Once you are ready to have at it and press play, prepare some unconventional movie snacks like mini corn dogs or petite quiche. Then, remove from yourself all uncomfortable and restrictive underwear and put on your old worn and tattered fleece pants. Tah dah. You are now ready to escape the harsh realities of college, and delve into a good ol’ movie.
Pufnstuf (1970)
If you can find this movie anywhere, more power to ya. An extremely hard flick to get a hold of, Pufnstuf was based on H.R. Pufnstuf, the first in a long string of Saturday morning hits from Sid and Marty Krofft that your parents probably enjoyed in the late ’60s. In this story about Jimmy, a disenchanted British boy and his magical talking flute named Freddie, you are immediately transported from your couch to Living Island, a psychedelic realm of witches, dragons and talking trees. A sheriff named H.R. Pufnstuf, an orange and green dragon with go-go boots and a country twang that befriends the flute playing 10 year old, runs the island. As the complex plot unfolds, Jimmy finds himself at the center of a fiendish plot devised by Witchiepoo, the head witch in town, to steal his prized jewel encrusted flute. This movie may very well be too psychedelic for some. How did they expect kids to watch this if not on powerful hallucinogens? A bad acid trip throughout, Pufnstuf is something to watch with a large group so that one may appropriately gauge audience reaction to the movie, which is chockfull of talking inanimate objects, British children far too old for this kind of tomfoolery, and “Age of Aquarius”-like musical interludes. If you get through college without dabbing in alcohol and mind-altering drugs, at least you can tell your kids about the first time you ever saw Pufnstuf. Watch for: social commentary from a convention of witches.
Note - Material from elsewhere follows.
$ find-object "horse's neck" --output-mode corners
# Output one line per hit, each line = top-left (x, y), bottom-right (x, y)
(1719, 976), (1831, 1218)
My Life as a Dog (1985) or Mit Liv Som Hund
This foreign film tells the touching story of a boy named Ingemar living in 1950s Sweden. It won awards from countless international film festivals in the 80s and also received a Golden Globe and an Oscar nomination for Best Foreign film. Ingemar lives with his brother and terminally ill mother, but when his mother’s condition worsens he gets sent away to live with relatives in a small Swedish village. While there, he is embraced by the strange, eccentric townspeople and has coming-of-age experiences that will affect him for the rest of his life.
The film is partially narrated by Ingemar, so the audience senses the things that he experiences – through the eyes of a child. He reads headlines of catastrophes and fatalities with a childlike fascination and from these stories makes parallels to his own life. I hold this film dear because it was a film that I grew up watching, but others can also relate to it because it deals with the many uncertainties and fears that we all had as children. It is an honest and accurate portrayal of children and the way they think and behave. Watch for: Ingemar’s milk drinking scenes.
The Bad Seed (1956)
Directed by Mervyn LeRoy and adapted from a play by Max-well Anderson, this drama/ thriller was rather daring material for the supposedly conservative 1950s. As the story unfolds, Christine Penmark seems to have it all. A lovely husband, nice home and wonderful daughter make her life an absolute dream. The one thing standing in the way of that ideal is her little daughter, played in an impeccable performace by Patty MacCormack. With bobby socks, Mary Janes and perfect blonde pigtails Rhoda is not all that she seems. She has killed and will kill again. Here in this ideal 1950’s household, a child who by her outward demeanor seems the epitome of middle class manners and good taste, commits premeditated murders with amazingly logical reasons for her actions, still with time to play with her tea set and roller skate around the neighborhood. Hers was never the face of sinister evil. She portrayed real childhood and the pure emotions that come along with it. If you like old, seemingly conservative black and white movies with a twist, then this is a flick for you. Watch for: Rhoda’s priceless piano playing scene.